Explanatory criteria

The explanatory criteria tell us why the behaviour is abnormal. They may be divided into pathological and psychological criterion.

Like when you see a person shouting in a library, you might find it pretty annoying and out of the ordinary but the explanatory criteria can give you the definite reason of the behaviour.

According to the pathological criterion , the normality or abnormality of the behaviour depends upon the functioning of the nervous system.Abnormal are those who suffer from a specific mental illness or disease. The psychological criterion links abnormality with the mal functioning of certain psychological systems.

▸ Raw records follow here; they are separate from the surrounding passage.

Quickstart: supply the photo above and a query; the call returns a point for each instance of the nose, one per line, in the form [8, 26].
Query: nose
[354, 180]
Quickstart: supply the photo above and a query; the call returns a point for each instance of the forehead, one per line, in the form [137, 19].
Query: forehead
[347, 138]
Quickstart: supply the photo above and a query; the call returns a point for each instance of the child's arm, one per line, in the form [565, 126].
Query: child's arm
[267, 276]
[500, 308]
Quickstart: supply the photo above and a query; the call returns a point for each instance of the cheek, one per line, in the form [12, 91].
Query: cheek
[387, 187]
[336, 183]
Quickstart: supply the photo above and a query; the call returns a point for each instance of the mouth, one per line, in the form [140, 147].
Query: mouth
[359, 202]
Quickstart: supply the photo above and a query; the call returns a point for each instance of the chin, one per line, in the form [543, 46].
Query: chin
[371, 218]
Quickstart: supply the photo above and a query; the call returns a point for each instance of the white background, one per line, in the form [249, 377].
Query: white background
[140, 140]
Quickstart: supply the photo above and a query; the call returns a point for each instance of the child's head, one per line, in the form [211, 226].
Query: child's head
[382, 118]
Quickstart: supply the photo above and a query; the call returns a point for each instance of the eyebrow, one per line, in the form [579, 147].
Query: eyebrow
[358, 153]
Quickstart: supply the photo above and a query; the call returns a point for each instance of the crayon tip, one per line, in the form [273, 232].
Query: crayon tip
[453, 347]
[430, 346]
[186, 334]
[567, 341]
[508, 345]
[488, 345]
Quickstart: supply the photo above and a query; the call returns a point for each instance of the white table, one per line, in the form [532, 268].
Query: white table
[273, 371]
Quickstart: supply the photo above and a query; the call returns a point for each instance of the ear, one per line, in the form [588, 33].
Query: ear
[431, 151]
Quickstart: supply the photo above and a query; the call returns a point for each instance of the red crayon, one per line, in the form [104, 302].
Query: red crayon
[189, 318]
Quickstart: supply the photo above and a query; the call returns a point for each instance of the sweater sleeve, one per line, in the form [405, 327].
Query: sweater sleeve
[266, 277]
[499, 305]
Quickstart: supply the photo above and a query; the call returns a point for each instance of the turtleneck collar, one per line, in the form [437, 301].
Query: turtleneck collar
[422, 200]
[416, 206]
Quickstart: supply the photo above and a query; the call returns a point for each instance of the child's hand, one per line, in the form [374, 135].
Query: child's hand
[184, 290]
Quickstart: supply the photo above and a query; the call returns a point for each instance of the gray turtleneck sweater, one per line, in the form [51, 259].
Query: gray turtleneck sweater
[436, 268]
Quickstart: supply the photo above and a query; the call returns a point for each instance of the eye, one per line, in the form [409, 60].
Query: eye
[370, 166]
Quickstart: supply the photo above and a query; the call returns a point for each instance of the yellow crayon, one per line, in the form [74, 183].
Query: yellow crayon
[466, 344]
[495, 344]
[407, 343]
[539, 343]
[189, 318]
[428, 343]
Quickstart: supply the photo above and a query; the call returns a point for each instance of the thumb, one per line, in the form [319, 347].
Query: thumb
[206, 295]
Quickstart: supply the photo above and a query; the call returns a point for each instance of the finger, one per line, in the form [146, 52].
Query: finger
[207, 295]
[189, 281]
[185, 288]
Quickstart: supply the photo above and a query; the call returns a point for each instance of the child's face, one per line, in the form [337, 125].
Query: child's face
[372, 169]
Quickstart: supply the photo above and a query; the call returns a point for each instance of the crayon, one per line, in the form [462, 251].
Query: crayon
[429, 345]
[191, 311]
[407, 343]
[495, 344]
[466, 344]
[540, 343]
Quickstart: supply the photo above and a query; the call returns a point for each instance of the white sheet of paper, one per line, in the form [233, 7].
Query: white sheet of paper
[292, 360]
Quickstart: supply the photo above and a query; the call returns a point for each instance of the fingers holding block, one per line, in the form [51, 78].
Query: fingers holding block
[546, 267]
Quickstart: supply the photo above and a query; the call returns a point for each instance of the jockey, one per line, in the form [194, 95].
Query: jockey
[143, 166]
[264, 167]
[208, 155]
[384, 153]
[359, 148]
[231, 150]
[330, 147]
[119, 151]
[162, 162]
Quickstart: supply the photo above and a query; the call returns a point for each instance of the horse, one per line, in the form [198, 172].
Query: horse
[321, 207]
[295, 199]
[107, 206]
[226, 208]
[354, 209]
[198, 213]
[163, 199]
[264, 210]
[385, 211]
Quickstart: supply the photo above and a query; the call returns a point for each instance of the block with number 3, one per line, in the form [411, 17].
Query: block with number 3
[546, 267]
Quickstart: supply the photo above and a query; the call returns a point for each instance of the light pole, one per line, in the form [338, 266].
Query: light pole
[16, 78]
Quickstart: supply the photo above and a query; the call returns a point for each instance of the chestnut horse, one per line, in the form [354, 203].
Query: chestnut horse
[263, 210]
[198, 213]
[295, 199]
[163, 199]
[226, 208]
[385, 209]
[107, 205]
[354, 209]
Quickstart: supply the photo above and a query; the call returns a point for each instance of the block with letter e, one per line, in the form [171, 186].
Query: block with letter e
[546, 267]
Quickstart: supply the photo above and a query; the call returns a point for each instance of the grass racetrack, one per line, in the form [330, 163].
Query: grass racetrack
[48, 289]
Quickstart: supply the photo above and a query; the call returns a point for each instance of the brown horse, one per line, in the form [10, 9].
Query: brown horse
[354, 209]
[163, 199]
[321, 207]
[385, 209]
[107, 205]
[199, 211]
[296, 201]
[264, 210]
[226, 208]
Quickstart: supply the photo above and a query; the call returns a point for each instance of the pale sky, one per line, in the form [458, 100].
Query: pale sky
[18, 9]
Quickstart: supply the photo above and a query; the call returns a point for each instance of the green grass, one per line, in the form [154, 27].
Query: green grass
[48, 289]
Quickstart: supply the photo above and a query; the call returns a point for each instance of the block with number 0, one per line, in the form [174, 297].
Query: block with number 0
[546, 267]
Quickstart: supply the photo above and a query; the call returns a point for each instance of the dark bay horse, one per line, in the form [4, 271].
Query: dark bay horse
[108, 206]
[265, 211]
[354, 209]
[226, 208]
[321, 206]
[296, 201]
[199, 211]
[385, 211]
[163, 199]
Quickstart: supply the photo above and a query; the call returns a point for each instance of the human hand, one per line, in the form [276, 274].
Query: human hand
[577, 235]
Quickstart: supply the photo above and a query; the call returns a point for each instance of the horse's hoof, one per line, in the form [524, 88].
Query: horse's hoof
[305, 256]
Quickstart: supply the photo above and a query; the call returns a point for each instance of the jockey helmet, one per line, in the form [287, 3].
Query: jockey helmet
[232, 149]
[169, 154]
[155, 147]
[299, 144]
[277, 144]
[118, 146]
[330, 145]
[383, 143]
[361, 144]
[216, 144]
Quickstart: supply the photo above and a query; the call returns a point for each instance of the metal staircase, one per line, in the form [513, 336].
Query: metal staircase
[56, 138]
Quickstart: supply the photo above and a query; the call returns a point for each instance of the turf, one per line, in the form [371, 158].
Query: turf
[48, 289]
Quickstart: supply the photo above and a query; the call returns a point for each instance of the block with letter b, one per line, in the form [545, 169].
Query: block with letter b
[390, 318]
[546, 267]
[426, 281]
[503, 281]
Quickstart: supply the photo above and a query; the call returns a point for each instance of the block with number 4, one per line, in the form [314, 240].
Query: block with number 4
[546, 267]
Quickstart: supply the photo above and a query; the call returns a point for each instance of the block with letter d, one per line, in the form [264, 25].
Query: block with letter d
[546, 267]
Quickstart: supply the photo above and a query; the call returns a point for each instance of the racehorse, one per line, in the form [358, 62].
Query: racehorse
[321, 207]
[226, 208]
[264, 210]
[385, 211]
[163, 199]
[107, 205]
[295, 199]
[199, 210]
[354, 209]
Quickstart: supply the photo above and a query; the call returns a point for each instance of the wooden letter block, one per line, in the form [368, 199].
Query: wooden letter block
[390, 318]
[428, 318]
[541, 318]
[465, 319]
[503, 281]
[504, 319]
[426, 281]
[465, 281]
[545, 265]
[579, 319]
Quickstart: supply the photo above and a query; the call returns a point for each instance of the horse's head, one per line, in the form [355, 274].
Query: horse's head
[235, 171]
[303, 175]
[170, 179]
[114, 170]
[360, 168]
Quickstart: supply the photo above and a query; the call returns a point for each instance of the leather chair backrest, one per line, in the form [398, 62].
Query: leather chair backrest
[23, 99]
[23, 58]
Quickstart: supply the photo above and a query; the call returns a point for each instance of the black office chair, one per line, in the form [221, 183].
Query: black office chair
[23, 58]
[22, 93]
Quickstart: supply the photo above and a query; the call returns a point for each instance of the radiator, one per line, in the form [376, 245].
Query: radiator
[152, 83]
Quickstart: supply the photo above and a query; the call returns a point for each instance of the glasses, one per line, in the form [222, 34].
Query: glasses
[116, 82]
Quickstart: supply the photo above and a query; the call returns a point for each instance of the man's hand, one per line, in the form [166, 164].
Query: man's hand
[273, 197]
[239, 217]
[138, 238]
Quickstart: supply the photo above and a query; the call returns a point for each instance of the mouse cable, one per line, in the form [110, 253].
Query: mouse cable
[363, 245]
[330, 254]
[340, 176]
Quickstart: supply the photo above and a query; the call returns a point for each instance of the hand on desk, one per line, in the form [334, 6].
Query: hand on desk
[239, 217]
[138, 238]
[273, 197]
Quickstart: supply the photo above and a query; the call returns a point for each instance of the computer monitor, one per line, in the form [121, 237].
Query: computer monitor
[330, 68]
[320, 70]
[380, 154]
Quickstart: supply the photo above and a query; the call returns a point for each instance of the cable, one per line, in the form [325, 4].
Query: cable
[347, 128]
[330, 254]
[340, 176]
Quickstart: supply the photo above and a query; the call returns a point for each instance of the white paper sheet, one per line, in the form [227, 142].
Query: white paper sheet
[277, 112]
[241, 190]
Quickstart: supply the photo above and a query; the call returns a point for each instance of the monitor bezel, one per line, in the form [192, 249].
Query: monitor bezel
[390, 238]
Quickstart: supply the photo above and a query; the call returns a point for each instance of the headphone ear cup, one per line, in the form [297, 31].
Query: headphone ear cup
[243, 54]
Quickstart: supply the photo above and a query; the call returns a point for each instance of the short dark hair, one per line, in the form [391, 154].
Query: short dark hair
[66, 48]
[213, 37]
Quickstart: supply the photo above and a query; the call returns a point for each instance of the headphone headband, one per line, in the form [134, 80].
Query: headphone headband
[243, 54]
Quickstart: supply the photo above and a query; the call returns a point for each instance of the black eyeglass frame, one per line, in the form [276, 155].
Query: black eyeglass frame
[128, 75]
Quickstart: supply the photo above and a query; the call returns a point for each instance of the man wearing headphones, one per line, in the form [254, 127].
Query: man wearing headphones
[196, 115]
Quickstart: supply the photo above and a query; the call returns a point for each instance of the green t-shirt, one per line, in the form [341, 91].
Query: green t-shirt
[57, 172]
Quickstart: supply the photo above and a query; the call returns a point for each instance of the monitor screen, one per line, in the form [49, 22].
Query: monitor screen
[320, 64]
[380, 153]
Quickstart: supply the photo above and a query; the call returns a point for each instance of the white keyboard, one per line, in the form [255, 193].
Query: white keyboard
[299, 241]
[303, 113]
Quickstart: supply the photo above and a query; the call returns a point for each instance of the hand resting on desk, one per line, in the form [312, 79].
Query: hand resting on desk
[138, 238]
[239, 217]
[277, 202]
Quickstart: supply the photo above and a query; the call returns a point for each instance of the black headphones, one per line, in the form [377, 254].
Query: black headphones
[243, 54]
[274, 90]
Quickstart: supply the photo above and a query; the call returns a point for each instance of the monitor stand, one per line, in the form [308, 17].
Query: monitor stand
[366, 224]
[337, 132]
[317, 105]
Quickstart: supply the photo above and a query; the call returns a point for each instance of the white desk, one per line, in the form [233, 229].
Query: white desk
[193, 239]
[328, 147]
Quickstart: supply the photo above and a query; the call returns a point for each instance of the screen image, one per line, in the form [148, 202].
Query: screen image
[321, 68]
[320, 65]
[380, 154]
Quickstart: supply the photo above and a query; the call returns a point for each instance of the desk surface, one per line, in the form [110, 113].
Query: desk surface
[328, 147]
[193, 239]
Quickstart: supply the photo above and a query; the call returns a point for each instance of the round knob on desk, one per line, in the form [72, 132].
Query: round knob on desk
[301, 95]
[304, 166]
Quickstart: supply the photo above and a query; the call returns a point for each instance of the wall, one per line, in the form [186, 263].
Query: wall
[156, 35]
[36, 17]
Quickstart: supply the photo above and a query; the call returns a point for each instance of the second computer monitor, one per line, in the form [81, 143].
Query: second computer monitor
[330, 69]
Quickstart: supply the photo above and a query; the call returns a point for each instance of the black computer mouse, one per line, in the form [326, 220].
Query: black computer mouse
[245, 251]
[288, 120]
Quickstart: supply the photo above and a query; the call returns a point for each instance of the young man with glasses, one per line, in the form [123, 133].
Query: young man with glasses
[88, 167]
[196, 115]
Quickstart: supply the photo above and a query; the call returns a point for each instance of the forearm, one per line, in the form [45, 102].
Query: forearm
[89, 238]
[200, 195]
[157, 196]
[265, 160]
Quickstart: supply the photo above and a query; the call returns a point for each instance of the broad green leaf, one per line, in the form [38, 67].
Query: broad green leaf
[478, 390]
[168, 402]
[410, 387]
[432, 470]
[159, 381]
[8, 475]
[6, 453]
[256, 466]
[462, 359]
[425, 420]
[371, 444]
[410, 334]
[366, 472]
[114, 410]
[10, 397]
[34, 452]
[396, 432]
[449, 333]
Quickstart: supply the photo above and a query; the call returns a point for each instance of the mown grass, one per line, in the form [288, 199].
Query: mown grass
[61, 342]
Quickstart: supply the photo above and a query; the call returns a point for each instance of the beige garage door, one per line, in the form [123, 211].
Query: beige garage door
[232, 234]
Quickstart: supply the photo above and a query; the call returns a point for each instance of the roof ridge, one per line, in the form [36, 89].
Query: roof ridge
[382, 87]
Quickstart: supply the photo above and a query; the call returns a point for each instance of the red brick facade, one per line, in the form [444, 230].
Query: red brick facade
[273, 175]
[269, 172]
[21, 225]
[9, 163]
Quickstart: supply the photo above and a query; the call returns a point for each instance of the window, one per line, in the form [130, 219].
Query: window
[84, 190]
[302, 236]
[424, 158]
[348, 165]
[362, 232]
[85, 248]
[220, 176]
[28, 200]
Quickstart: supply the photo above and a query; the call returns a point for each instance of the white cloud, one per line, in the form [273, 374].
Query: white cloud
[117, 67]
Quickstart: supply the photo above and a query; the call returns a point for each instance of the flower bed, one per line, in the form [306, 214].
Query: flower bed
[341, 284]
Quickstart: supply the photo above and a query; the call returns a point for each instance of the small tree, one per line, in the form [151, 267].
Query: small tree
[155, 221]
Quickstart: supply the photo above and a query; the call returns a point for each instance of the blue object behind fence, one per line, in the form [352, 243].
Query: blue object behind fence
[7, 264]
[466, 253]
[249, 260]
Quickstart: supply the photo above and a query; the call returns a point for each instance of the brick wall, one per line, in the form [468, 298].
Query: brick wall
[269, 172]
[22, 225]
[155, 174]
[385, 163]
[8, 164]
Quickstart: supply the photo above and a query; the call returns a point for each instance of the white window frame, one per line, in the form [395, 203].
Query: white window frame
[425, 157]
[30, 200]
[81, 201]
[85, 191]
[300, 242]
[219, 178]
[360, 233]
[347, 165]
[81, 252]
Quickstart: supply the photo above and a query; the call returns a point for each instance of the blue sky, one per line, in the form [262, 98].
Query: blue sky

As per adjustment criterion, a person is said to be normal or abnormal to the extent he feels adjusted or maladjusted with his self and his environment. By all means, it may be adjusted as the most satisfactory and practical criterion for describing and explaining the normal and abnormal behaviour.

It is quite usual to see a normal person may go into abnormal state for a certain period and come back to normal state. Similarly an abnormal person may act normally for certain period or in a certain situation.This overlapping is common. If a behaviour occurs at a certain frequency, it is called as normal;but if it occurs excessively, it is abnormal.

For example, in an office , if an individual cleans the dust and arranges his table once before starting his work is normal but if you find a person cleaning and dusting his table frequently in the same day is considered abnormal. Hence normality and abnormality are not two different compartments and it cannot be demonstrated that abnormality starts from this point. The normality and abnormality are two opposite poles of an axis,which is a continuum, when normality reduces, abnormality slowly increases.